1. The action or process of removing or getting rid of something
2. Official authorization for something to proceed or take place.
3. Clear space allowed for a thing to move past or under another.

You probably think of clearance the way i used to, when I was told to turn off my personal device, or when I was installing some bookshelves. Or when a bookstore files for Capter 11.

Clearance has taken on much more importance for me since I joined the executive branch. It's the process for getting approval to release something in writing to the public: it could be a regulation, to be published in the Federal Register, explaining what we think Congress meant and how we're going to implement it, some sub-regulatory guidance explaining what we meant by the regulation, or it could be just a letter.
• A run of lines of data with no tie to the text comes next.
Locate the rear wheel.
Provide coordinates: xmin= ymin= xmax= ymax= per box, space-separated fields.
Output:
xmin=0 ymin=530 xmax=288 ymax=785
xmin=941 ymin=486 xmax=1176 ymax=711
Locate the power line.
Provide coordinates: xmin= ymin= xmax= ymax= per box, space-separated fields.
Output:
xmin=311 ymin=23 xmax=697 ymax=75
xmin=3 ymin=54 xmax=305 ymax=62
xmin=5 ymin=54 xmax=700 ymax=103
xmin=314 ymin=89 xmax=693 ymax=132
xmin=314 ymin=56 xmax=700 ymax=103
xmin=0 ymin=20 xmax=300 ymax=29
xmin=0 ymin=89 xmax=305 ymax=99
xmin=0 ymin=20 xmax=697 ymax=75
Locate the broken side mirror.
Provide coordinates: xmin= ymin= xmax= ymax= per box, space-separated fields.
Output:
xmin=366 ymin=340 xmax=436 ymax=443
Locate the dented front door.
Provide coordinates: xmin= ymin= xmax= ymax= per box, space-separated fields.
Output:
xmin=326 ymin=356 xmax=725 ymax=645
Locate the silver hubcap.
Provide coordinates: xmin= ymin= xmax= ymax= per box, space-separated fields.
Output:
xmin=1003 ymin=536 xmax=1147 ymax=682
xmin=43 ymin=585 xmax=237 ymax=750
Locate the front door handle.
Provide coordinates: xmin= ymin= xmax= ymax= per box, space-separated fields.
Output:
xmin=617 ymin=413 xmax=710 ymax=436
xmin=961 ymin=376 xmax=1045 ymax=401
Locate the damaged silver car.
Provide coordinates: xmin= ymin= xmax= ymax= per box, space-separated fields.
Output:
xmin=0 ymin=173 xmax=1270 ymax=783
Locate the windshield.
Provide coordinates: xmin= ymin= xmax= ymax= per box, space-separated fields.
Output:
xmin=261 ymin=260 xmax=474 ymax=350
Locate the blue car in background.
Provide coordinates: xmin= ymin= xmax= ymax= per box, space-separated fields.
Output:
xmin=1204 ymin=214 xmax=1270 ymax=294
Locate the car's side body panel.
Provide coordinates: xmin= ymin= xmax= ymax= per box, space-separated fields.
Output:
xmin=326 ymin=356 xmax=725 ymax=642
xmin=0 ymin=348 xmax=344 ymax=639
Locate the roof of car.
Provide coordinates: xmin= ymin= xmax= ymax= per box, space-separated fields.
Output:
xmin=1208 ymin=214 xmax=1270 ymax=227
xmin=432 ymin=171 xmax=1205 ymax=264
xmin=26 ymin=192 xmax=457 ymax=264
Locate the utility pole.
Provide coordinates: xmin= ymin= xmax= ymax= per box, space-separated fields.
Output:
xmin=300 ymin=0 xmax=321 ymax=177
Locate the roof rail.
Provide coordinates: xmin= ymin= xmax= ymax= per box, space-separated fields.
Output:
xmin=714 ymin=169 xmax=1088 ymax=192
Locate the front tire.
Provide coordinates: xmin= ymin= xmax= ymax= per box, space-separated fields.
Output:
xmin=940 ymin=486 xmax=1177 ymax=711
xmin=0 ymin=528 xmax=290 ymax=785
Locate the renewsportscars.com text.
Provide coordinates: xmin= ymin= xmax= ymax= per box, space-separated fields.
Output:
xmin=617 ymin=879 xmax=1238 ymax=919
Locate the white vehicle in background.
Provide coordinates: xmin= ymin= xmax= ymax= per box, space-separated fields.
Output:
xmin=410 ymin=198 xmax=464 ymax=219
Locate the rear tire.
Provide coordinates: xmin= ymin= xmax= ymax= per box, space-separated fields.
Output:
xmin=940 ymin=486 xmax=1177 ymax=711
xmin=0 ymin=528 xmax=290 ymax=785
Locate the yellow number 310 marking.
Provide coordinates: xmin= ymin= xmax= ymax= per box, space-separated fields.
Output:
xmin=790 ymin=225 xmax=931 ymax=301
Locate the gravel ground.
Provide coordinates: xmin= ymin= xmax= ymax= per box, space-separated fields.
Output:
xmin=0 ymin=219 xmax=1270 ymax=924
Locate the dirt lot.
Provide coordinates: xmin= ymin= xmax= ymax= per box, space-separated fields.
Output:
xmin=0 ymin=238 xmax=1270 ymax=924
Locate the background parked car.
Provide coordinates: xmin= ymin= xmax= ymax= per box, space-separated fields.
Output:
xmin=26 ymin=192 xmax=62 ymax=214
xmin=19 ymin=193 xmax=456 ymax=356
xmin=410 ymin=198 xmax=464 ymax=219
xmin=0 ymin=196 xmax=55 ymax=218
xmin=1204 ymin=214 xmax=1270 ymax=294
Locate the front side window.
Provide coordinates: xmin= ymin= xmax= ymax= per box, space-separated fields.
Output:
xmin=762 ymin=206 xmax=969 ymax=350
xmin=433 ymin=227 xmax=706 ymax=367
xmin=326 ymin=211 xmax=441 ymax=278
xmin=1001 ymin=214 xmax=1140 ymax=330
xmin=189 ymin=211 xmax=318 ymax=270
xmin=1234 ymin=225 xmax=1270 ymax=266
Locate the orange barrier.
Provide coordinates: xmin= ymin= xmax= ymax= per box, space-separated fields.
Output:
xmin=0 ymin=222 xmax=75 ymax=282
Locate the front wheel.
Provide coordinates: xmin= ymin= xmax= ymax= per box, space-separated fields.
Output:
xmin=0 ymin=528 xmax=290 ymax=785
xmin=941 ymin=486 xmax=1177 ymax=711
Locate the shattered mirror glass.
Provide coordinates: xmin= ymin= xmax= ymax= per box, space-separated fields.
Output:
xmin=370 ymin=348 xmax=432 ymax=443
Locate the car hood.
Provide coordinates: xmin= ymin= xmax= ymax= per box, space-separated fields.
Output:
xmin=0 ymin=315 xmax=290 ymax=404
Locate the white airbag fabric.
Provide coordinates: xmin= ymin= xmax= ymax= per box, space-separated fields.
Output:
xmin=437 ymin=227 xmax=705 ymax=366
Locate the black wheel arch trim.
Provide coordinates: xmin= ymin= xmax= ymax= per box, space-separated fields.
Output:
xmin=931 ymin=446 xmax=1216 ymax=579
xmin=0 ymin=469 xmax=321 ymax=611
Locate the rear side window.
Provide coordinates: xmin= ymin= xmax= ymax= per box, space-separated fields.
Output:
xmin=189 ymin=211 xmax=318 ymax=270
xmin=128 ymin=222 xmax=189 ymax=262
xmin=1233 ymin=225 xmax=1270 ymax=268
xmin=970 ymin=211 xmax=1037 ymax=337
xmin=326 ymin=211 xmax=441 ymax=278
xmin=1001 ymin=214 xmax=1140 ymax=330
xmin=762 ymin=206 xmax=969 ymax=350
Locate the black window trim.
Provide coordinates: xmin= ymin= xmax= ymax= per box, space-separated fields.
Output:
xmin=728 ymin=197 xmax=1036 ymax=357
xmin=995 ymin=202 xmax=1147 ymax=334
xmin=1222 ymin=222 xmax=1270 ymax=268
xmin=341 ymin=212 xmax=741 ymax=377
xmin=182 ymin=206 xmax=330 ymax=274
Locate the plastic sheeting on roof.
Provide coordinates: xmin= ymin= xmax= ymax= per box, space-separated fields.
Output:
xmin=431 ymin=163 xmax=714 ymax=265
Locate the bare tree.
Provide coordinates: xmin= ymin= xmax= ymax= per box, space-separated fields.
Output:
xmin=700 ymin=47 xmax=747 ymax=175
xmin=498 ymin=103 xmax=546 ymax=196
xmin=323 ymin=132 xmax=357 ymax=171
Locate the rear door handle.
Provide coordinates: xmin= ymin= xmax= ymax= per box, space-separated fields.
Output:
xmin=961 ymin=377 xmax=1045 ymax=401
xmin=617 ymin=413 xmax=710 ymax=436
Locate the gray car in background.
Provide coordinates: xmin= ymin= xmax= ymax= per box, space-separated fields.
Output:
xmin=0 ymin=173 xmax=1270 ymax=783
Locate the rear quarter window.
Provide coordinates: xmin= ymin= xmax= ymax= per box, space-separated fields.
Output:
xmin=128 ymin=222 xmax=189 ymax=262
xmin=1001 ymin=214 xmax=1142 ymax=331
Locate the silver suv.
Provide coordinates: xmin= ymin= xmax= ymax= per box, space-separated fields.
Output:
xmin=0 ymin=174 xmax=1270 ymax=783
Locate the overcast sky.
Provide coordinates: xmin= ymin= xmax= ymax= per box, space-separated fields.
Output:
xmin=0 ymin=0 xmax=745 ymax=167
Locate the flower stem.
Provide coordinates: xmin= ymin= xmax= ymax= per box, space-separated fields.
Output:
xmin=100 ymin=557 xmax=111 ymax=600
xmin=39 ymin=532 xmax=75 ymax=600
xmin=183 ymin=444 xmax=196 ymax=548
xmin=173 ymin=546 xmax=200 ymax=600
Clearance involves some list of people being given some amount of time to make comments on whatever I and my team have written. Some of the people on the list are up the chain of command, so that makes perfect sense. And the lawyers in the General Counsel's Office. And if it's a regulation, the Office of Management and Budget, part of the White House, that must approve all regulations.

Some of these reviewers are other people in the agency, some may be in other agencies. Many of them I've never heard of, and they've never heard of me; some likely know little to anything about the subject the're reviewing.

It's easy to chalk this up just to bureaucracy, and it's also easy to chafe at the delay it causes. But I have come to appreciate the fact that something I do might have an unexpected impact on something that others in the Federal government are doing, and that of course I know nothing about. So we understand why the process is needed. And when we can, we plan our work with a timeline that takes account of the additional time that will be needed. And the system works pretty well. Which doesn't mean we can't grumble a bit now and then.